Author: Alan Bradley
Pages: 368
Published: 2010
Genre: Fiction, Mystery
Challenges: 2013 TBR Pile Challenge
Edition: Paperback
Source: Personal
Description: Eleven-year-old Flavia de Luce didn’t intend to investigate another murder — but then, Rupert Porson didn’t intend to die. When the master puppeteer’s van breaks down in the village of Bishop’s Lacey, Flavia is front and centre to help Rupert and his charming assistant, Nialla, put together a performance in the local church to help pay the repair bill. But even as the newcomers set up camp and set the stage for Jack and the Beanstalk, there are signs that something just isn’t right: Nialla’s strange bruises and solitary cries in the churchyard, Rupert’s unexplained disappearances and a violent argument with his BBC producer, the disturbing atmosphere at Culverhouse Farm, and the peculiar goings-on in nearby Gibbet Wood — where young Robin Ingleby was found hanging just five years before.
It’s enough to set Flavia’s detective instincts tingling and her chemistry lab humming. What are Rupert and Nialla trying to hide? Why are Grace and Gordon Ingleby, Robin’s still-grieving parents, acting so strangely? And what does Mad Meg mean when she says the Devil has come back to Gibbet Wood? Then it’s showtime for Porson’s Puppets at St. Tancred’s — but as Nialla plays Mother Goose, Rupert’s goose gets cooked as the victim of an electrocution that is too perfectly planned to be an accident. Someone had set the stage for murder.
Putting down her sister-punishing experiments and picking up her trusty bicycle, Gladys, Flavia uncovers long-buried secrets of Bishop’s Lacey, the seemingly idyllic village that is nevertheless home to a madwoman living in its woods, a prisoner-of-war with a soft spot for the English countryside, and two childless parents with a devastating secret. While the local police do their best to keep up with Flavia in solving Rupert’s murder, his killer may pull Flavia in way over her head, to a startling discovery that reveals the chemical composition of vengeance. (via Goodreads.com)
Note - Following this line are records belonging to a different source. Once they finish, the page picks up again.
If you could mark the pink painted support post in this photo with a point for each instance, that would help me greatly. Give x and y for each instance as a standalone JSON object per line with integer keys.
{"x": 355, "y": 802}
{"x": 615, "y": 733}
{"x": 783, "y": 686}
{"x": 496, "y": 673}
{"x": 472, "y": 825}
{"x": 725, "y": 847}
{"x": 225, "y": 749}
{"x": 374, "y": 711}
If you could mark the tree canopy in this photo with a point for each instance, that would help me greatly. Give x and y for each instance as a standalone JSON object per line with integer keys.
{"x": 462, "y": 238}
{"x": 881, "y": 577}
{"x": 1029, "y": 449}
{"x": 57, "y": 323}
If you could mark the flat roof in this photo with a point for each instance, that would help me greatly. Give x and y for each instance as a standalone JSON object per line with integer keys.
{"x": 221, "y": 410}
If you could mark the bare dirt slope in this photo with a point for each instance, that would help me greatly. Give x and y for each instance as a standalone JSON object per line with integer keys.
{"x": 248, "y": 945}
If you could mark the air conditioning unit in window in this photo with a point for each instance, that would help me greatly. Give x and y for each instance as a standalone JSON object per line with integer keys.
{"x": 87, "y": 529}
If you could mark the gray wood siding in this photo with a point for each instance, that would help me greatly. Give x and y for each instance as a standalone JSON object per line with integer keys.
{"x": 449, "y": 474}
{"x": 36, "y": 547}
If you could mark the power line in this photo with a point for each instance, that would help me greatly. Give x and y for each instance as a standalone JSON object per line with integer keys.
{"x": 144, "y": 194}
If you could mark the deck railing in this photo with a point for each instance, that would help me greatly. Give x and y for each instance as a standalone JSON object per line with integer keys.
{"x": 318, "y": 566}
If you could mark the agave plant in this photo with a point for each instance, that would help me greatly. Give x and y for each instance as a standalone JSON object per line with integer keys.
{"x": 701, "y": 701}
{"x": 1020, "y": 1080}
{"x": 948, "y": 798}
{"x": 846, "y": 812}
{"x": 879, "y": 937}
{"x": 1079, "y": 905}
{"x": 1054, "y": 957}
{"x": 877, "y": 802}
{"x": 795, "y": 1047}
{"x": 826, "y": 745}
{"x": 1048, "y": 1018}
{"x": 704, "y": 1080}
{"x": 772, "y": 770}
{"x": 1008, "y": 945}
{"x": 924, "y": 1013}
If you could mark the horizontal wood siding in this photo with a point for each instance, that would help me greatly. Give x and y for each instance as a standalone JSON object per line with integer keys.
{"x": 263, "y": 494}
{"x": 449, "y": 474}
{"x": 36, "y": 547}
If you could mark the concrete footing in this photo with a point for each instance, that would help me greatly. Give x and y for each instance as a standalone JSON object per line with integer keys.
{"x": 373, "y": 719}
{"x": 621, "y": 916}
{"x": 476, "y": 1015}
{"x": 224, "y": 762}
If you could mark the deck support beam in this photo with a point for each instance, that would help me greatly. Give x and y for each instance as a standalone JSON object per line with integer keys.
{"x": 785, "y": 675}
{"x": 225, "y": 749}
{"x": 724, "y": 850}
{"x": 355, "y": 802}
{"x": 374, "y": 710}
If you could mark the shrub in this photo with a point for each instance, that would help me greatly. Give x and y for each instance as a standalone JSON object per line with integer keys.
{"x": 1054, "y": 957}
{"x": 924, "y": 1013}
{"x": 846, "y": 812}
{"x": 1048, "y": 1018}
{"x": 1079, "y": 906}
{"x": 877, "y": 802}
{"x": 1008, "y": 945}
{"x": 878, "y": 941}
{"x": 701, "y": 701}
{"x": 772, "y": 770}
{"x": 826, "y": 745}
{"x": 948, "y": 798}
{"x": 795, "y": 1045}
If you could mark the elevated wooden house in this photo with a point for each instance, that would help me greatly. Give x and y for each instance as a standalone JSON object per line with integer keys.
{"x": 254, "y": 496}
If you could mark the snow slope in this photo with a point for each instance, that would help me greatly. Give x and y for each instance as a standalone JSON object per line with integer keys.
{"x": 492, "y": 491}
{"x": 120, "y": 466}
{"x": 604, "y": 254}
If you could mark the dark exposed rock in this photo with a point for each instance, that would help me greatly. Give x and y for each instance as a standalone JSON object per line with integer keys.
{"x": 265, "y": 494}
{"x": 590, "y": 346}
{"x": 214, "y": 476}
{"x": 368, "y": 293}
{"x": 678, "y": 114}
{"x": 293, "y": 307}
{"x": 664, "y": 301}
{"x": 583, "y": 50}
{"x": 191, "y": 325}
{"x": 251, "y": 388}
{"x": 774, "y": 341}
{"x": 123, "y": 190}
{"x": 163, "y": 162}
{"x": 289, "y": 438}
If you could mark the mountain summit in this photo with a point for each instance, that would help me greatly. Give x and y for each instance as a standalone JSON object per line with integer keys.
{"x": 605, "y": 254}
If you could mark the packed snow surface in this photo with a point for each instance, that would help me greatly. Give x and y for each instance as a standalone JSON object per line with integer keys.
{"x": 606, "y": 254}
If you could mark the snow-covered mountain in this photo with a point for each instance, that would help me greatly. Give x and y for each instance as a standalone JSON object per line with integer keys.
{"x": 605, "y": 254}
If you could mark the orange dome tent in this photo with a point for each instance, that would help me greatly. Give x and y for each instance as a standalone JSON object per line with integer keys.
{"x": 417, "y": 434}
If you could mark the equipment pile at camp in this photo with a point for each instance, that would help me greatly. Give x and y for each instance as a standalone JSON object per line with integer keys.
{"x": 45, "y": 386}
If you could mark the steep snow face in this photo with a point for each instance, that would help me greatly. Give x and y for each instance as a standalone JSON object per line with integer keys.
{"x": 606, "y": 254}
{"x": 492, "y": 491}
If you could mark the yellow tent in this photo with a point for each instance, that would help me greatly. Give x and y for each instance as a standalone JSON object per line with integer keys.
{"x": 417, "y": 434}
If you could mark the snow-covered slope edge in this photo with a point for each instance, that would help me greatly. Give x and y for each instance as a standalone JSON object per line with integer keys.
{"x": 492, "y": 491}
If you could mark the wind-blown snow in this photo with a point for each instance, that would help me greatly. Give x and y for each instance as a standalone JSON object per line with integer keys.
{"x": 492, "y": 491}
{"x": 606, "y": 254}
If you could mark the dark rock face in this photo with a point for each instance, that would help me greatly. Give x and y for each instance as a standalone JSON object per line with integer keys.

Thoughts: I enjoyed this one, but probably not as much as I liked the first book. Maybe it was the fact that the book seemed to take awhile for the action in the book to start up and seemed to be a bit dry for a bit. Oh, it wasn't that I wasn't intrigued with how the book was going to play out, it was just that since the first book the action was rather quick from the get-go, that I was expecting the action to start right away. Flavia of course was up to her regular schemes and sometimes I wonder if her father should have kept a closer eye on her and what she was doing and whenever her mom was mentioned, I was curious if there was anything more that would lead us to know if Harriet is still alive, which I think she still is, and if she really is Flavia's mom, I still wonder if she is. Overall, the book was good and well written and makes me want to see a movie version of the books come to the screen.
Bottom line: Recommend the book to those that have read the first book, as a number of the characters that are mentioned are introduced in the first book, even though it could be read as a stand-alone.